Ethan startled, and I realized Orin had caught him by surprise too. Ethan backed up a pace so he could see everyone.

“Even cheating, you wouldn’t have finished the trials thus far,” Orin went on, his face slack and hands at his sides, showing no emotion. “Wild has used the assets at her disposal, including you, to make us win. She has played this group like a fiddle, making it stronger than the sum of its parts. She is what they are looking for when they hope magical factions will work together, not you. Without her, you will not win all five trials. With her…we all have a better chance.” He shrugged, unconcerned. “It would be in your best interest to help her keep her secret, to help her stay to the shadows, where her kind belong.”

I shifted in thankful anticipation. Even if he’d jumped the gun a couple of times—I didn’t belong in the shadows; that was where weirdos lurked—that was a really great argument. Better even than the blackmail photo.

Ethan hesitated, a flicker of fear in his eyes. “What’s it to you, vampire? Everyone knows you creatures don’t play well with others. You certainly never did in school.”

Orin’s eyes fluttered to half-mast while still pinning Ethan. “I need to join a faction, and if we win all the trials, I’ll likely be courted by the best. I will have my choice, an enviable position.

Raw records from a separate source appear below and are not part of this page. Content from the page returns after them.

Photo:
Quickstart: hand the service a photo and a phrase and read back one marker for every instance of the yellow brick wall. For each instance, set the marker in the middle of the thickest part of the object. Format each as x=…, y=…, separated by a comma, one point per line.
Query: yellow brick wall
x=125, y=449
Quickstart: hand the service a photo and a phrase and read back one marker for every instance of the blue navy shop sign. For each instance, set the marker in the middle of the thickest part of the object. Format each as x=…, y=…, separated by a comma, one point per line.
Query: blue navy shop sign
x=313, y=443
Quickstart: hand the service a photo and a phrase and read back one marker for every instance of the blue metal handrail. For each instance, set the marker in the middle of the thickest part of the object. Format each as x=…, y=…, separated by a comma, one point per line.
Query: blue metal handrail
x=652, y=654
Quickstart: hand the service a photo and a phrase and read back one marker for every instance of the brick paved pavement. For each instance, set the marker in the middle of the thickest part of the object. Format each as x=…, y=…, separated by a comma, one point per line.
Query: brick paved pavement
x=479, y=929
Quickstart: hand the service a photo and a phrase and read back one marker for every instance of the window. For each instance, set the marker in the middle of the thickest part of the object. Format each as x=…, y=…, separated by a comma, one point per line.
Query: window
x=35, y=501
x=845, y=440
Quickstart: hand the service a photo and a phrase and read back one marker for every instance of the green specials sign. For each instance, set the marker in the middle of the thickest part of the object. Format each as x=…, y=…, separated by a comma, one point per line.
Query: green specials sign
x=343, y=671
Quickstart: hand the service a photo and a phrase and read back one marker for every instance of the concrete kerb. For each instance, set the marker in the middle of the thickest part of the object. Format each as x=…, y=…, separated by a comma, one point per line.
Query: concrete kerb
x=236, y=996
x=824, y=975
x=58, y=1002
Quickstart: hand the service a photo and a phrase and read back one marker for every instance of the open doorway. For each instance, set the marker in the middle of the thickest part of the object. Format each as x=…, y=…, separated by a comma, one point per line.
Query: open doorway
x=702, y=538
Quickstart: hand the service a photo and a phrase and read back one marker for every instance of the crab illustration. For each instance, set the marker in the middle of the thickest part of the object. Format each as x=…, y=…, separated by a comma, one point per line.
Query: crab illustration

It will set me up well.”

Ethan stared at Orin for a moment, and he was probably wondering what I was—if Orin felt that way, why had he been so blasé about the trials thus far? Still, the argument Orin had made for me stood.

“The vampires will eat you for lunch when you go through their house,” Pete said, edging closer. “They’re not fond of outsiders cheating in their domain, and trust me, they’ll know. You’ll need Orin, and he won’t give you the time of day without Wild. And me. We haven’t done my house trials yet, either. You don’t stand a chance without me. Not a chance. Think the unicorns they bring in will be the docile creatures you’ve practiced on? They won’t be.”

I felt my mouth drop open, and suddenly I couldn’t focus on anything beyond what Pete had just said. “Unicorns?” I turned toward him with palms out. “Unicorns are real?” Glee and stress made me giddy, and I had to fight to keep myself from clapping my hands together. “Oh my God, are you serious? Do we get to ride unicorns?”

“In the wild, they are ferocious beasts,” Gregory said with distaste. “Even the docile ones have intense attitude.”

I threw up my hands. “Do you honestly think I care? Unicorns, man!”

“If no one knew you were a girl before, you would’ve just outed yourself,” Orin said, his voice dry.

Ethan took a step back, the wheels in his head nearly visible as they cranked and worked over the problem at hand. He knew Pete and Orin were right. Maybe he could have made it through the Shade trial by himself, but without Gregory, no way would he have gotten the gold in the last trial. He wouldn’t have been able to find those gems, even with his maps and instructions.

“Face it, bro,” I said mockingly, in a deeper voice, “you need us. All of us, the dick-less ones included.”

He huffed out a breath, shaking his head, and pushed past me. He took the bed next to the window looking out at the rear grounds. The shoddy portables squatted across the large expanse of lawn, one of them housing a group of five liable to be in a very bad mood.